Fedele compagno di comode serate trascorse nella penombra della luce del led Tv, può a ben vedere essere considerato il “Re Leone” del nostro ambiente domestico, monarca discreto e affettuoso.
Talvolta pregiato, firmato da autorevoli progettisti, prezioso e dalle forme più accattivanti, utile strumento per sottolineare appartenenza alla upper class; altre volte meno rappresentativo, più economico e in alcuni casi francamente molto poco affascinante ma non per questo degno di menzione e, come vedremo, di plauso.
Non saranno certo giudizi di tipo estetico, dimensioni, brand o materiali impiegati dal produttore gli elementi di cui terremo conto nella formulazione del nostro elogio.
Il divano è il punto focale dello spazio maggiormente rappresentativo di ogni appartamento: il “living”, per dirla all’inglese, il “soggiorno”, per dirla all’italiana, il “salotto” che suona un po’ retrò ma è così rassicurante…

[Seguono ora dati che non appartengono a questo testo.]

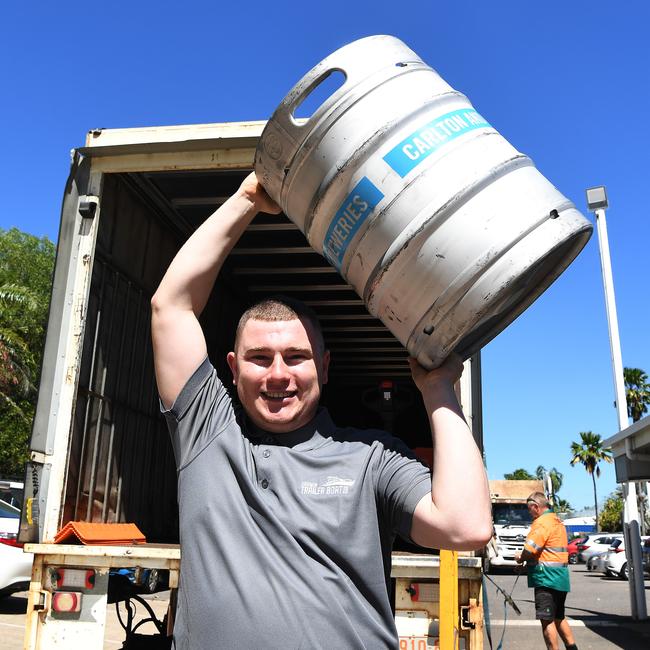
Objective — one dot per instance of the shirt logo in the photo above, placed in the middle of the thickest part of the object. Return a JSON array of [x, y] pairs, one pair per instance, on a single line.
[[331, 485]]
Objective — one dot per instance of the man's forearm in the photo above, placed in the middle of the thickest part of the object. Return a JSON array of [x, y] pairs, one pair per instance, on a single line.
[[459, 487], [188, 282]]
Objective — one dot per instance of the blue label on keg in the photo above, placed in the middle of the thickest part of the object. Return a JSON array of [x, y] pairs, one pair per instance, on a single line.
[[360, 203], [411, 151]]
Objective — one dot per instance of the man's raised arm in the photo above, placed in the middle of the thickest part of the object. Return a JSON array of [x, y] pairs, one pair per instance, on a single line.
[[178, 342], [458, 514]]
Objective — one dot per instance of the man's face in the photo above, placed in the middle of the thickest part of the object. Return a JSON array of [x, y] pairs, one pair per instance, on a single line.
[[279, 372]]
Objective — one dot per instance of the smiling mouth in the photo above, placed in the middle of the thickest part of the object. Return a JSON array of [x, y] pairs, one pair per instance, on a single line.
[[278, 395]]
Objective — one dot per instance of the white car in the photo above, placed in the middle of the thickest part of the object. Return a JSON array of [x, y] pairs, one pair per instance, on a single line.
[[15, 569], [15, 565], [596, 543], [616, 560]]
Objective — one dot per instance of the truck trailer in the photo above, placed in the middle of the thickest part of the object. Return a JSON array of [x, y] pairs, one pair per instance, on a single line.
[[100, 450]]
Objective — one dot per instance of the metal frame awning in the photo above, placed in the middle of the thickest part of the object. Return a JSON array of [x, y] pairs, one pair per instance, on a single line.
[[631, 451]]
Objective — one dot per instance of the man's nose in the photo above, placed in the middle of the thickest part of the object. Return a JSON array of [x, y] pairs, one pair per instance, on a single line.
[[279, 369]]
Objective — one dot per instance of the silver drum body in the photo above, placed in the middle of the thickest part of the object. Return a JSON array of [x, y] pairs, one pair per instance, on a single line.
[[445, 230]]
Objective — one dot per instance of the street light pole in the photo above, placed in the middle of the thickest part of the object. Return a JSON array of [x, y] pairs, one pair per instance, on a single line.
[[597, 201]]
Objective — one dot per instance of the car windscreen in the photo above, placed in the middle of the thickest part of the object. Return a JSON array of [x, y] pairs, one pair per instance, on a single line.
[[511, 514]]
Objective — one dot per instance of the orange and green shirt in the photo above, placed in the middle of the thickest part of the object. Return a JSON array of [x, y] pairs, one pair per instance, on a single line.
[[547, 541]]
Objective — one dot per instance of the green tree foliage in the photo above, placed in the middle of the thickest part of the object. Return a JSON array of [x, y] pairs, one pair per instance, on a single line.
[[637, 392], [611, 518], [556, 476], [589, 452], [26, 265], [519, 475]]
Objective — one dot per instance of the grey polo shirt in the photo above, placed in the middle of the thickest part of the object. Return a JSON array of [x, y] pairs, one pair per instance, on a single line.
[[286, 538]]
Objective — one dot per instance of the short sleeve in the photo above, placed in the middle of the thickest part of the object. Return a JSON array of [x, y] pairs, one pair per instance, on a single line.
[[535, 540], [202, 411], [402, 481]]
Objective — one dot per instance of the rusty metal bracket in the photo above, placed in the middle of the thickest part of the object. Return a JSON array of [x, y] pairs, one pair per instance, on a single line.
[[466, 622]]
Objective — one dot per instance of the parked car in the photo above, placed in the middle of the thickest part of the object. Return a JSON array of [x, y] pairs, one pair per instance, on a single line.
[[616, 559], [596, 543], [15, 569], [9, 521], [597, 562], [572, 548], [15, 565]]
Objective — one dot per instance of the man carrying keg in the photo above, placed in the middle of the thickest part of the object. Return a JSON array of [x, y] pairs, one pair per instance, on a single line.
[[286, 520], [545, 552]]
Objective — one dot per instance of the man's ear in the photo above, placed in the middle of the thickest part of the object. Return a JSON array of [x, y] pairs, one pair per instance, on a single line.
[[231, 358], [325, 366]]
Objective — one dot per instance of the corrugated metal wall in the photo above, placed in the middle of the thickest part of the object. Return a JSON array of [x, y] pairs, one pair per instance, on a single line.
[[121, 466]]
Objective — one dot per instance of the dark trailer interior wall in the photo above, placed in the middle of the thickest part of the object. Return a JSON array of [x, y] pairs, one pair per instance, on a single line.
[[120, 464]]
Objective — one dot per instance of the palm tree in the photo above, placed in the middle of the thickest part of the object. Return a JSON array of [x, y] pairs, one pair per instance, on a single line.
[[637, 392], [16, 359], [589, 453], [556, 477], [562, 505]]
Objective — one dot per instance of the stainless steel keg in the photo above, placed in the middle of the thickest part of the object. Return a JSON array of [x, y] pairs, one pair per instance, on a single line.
[[445, 230]]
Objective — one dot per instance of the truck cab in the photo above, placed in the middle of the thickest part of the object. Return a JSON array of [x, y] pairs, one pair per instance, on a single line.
[[511, 521]]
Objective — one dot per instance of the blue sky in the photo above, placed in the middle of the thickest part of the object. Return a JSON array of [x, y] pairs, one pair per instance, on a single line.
[[565, 82]]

Il divano, ladies & gentlemen: sorta di agorà domestico, padre spirituale di pigrizia e ozio, scintillante premio al termine di una intensa giornata lavorativa, porto sicuro delle nostre membra, certezza nell’assolvimento di ogni esigenza di comodità.

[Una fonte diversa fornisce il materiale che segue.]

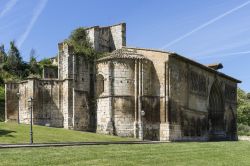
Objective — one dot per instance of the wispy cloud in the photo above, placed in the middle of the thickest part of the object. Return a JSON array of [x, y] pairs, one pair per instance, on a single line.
[[226, 55], [38, 10], [8, 7], [205, 24]]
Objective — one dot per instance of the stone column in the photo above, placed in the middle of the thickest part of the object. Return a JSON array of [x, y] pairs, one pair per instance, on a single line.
[[110, 125], [136, 99], [140, 82]]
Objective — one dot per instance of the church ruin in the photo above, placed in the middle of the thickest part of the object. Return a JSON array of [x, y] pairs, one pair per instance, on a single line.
[[133, 92]]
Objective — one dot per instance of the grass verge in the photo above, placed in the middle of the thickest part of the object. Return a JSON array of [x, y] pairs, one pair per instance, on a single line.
[[12, 133]]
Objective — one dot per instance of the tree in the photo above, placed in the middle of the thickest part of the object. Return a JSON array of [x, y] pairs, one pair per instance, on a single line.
[[34, 66], [80, 42], [243, 109], [3, 55], [14, 59]]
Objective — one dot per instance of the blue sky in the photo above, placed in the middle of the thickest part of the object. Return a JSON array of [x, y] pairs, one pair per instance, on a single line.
[[208, 31]]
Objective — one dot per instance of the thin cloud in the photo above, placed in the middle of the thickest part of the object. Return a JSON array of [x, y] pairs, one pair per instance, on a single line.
[[226, 54], [8, 7], [33, 20], [205, 24]]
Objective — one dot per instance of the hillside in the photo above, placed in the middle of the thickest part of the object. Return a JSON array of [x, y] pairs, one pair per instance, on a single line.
[[19, 133]]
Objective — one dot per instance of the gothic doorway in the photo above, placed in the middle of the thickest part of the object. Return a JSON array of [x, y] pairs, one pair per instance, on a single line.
[[216, 113]]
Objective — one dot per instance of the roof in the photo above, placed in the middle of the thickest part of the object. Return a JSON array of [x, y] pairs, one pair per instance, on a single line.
[[205, 67], [190, 61], [215, 66], [123, 53]]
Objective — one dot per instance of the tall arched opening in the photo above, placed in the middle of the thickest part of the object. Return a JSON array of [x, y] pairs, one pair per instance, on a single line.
[[216, 113]]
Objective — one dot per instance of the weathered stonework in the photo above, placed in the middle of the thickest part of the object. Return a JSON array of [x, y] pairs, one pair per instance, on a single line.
[[133, 92]]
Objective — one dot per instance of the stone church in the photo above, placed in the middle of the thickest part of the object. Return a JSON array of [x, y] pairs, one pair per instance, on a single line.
[[133, 92]]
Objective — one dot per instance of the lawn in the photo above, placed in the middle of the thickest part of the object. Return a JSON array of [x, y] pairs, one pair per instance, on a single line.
[[208, 153], [19, 133]]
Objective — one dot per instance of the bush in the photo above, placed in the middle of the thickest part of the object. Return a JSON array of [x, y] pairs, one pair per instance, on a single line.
[[243, 129], [2, 103]]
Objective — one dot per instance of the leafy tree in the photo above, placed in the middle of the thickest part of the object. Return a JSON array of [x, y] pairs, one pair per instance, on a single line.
[[243, 109], [45, 61], [3, 55], [81, 44], [34, 66], [14, 60]]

Lui aspetta, rassicurante, invitandoci come una Circe moderna a lasciare da parte ogni remora per godere dei suoi umili ma nobili servigi.
A nostro piacimento potremo occuparlo in tutta la sua interezza, potremo corredarlo di paltò e cuscini, potremo schiacciarci un pisolino o dormirci tutta notte, potremo addirittura mangiarci su.
Lui non giudicherà mai, lui sarà sempre lì per noi. In silenzio.
Lo amiamo, questo è evidente e come ogni storia d’amore che si rispetti il sentimento dà vita a forme di gelosia più o meno palesi che credevamo non potessero mai innescarsi nei confronti di un oggetto.
Perché se è vero che ogni lato della sua seduta rappresenta il posto “prenotato” da ogni elemento della famiglia, cane incluso, è altrettanto vero che non tutti hanno diritto d’accesso al prezioso spazio “in prima fila”.
D’altronde, non s’ha nemmeno notizia di un sovrano che abbia mai amato condividere il suo trono, no?
Seneca, dall’alto della sua saggezza, circa duemila anni fa scrisse che “nulla è eterno”.
Nessuno sa se avesse un divano anche lui, in effetti, ma certo il suo inciso introduce, preconizzandolo, quello che spesso rappresenta un momento di dolorosa separazione: la sostituzione, il momento dell’addio.
Vuoi per consunzione, vuoi per esigenze d’altro tipo ma cambiare divano, il “tuo” divano, è come mettere fine ad una lunga storia d’amore o d’amicizia. Mancano soltanto gli avvocati.
Lui, che sa ormai tutto di noi: quale sia la nostra squadra del cuore, il nostro telegiornale preferito, la nostra password di Netflix , la pizza che ci fa impazzire e quale salsa preferiamo sulle patatine fritte.
“Saprà, chi verrà dopo di te, capirmi come hai fatto tu? Sarà così accomodante? Ma soprattutto: sarà così comodo?”.
Turbamenti da separazione, domande esistenziali alle quali solo il tempo riuscirà a dare risposta, mentre due energumeni entrano nel nostro appartamento con uno “sconosciuto” fagottone imballato tra le mani, dopo aver portato via, nei fatti, un vecchio amico.
Ma ho una domanda per chi legge: avete mai visto una casa senza divano? Io non ancora.
Così come non ho ancora visto una città senza la sua piazza centrale, un paese senza il suo campanile, una chiesa senza il suo altare, un bar senza il suo bancone, un corpo senza il suo cuore.
Ma ho visto uomini senza cuore.
E a loro, senza dubbio alcuno, preferisco il mio divano.